Description
A sweet and savory side dish featuring tender roasted butternut squash topped with creamy goat cheese, crunchy almonds, and a tangy cranberry drizzle.
Ingredients
Scale
For the Crust:
- 1 medium butternut squash, peeled and cubed
- 2 tablespoons olive oil
- 1 tablespoon maple syrup
- 1 teaspoon smoked paprika
- Salt and black pepper to taste
- 1/4 cup crumbled goat cheese
- 2 tablespoons sliced almonds, toasted
- 1/4 cup dried cranberries
- 2 tablespoons balsamic vinegar
- 1 tablespoon honey
Instructions
1. Prepare the Crust:
- Preheat oven to 400°F (200°C). Toss cubed butternut squash with olive oil, maple syrup, smoked paprika, salt, and pepper.

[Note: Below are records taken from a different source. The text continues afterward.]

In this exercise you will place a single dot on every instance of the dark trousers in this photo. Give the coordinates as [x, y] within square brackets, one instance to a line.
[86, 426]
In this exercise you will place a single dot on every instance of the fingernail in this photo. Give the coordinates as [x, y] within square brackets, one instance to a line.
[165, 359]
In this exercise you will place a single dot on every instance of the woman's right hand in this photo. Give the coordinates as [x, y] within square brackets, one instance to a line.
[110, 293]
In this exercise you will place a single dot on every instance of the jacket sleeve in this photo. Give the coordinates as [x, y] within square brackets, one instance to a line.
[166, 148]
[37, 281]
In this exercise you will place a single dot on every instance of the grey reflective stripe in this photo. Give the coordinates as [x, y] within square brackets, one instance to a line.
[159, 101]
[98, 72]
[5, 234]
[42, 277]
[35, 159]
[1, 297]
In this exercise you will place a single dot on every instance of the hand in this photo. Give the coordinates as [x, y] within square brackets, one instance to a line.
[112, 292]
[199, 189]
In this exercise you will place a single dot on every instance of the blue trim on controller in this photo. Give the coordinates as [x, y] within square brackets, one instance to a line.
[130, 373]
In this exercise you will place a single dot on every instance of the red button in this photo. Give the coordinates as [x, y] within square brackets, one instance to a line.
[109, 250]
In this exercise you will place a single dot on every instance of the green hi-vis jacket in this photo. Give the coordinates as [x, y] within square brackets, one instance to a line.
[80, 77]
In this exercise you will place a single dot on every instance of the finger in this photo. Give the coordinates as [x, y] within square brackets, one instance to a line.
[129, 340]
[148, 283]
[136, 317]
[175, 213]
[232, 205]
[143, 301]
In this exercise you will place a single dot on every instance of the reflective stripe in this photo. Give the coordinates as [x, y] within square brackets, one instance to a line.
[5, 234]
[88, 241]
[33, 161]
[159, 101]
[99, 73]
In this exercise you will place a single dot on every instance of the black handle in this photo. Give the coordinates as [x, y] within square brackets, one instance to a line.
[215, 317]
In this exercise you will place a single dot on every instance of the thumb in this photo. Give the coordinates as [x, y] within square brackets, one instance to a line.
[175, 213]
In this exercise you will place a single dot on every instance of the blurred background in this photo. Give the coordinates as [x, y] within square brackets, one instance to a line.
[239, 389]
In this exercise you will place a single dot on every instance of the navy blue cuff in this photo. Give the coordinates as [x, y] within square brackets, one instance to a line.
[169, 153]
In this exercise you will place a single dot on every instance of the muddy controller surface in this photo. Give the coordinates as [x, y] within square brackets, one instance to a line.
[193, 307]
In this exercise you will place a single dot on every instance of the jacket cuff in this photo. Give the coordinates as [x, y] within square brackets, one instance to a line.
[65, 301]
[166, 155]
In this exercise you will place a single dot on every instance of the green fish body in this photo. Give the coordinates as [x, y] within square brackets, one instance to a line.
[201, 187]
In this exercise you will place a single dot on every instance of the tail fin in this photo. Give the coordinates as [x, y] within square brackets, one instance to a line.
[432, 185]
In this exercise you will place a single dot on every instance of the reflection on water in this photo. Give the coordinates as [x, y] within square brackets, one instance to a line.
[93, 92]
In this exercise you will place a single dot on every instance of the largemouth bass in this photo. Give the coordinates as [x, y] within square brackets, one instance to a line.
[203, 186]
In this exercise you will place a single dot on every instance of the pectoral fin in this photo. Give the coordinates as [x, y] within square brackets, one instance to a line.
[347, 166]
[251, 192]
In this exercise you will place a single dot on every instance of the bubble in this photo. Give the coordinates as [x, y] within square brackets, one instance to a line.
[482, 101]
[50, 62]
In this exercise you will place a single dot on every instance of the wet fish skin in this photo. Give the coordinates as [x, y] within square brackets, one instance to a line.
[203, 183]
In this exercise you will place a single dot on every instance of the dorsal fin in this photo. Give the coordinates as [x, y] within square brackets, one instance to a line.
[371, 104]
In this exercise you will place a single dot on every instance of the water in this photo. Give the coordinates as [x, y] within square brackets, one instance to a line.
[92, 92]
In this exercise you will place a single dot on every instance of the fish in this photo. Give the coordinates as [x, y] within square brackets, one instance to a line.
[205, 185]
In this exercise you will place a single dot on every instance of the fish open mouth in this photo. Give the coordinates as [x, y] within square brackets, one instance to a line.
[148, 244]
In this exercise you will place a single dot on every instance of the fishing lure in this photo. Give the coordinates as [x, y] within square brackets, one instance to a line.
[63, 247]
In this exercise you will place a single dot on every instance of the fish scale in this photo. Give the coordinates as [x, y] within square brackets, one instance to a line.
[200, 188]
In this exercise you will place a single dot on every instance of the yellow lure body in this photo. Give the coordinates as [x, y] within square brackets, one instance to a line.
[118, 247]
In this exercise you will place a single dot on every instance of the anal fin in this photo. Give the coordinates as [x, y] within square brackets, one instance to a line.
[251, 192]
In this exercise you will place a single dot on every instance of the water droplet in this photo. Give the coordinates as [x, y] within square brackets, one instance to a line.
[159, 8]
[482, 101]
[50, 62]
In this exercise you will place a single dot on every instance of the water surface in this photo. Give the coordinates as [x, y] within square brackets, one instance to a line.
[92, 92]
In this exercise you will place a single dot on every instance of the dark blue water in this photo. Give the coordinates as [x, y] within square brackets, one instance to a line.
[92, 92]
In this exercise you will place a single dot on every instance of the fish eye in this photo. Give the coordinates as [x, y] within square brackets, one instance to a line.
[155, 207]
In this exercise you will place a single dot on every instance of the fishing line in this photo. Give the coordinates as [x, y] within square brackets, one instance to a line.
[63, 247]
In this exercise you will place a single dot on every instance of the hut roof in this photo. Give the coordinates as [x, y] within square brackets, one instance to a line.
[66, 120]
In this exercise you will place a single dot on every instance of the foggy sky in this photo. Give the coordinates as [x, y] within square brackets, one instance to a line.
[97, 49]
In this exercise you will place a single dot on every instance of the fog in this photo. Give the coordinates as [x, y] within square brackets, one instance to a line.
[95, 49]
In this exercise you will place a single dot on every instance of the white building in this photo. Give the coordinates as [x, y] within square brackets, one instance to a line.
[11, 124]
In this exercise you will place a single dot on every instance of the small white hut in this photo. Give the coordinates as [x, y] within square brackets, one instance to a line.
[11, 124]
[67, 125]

- Spread squash in a single layer on a baking sheet. Roast for 25-30 minutes, flipping halfway, until caramelized and tender.
- While squash roasts, prepare the cranberry drizzle by simmering dried cranberries, balsamic vinegar, and honey in a small saucepan until cranberries soften and mixture thickens slightly.
- Transfer roasted squash to a serving dish. Top with crumbled goat cheese, toasted almonds, and drizzle with the cranberry sauce.
Notes
You can customize the seasonings to taste.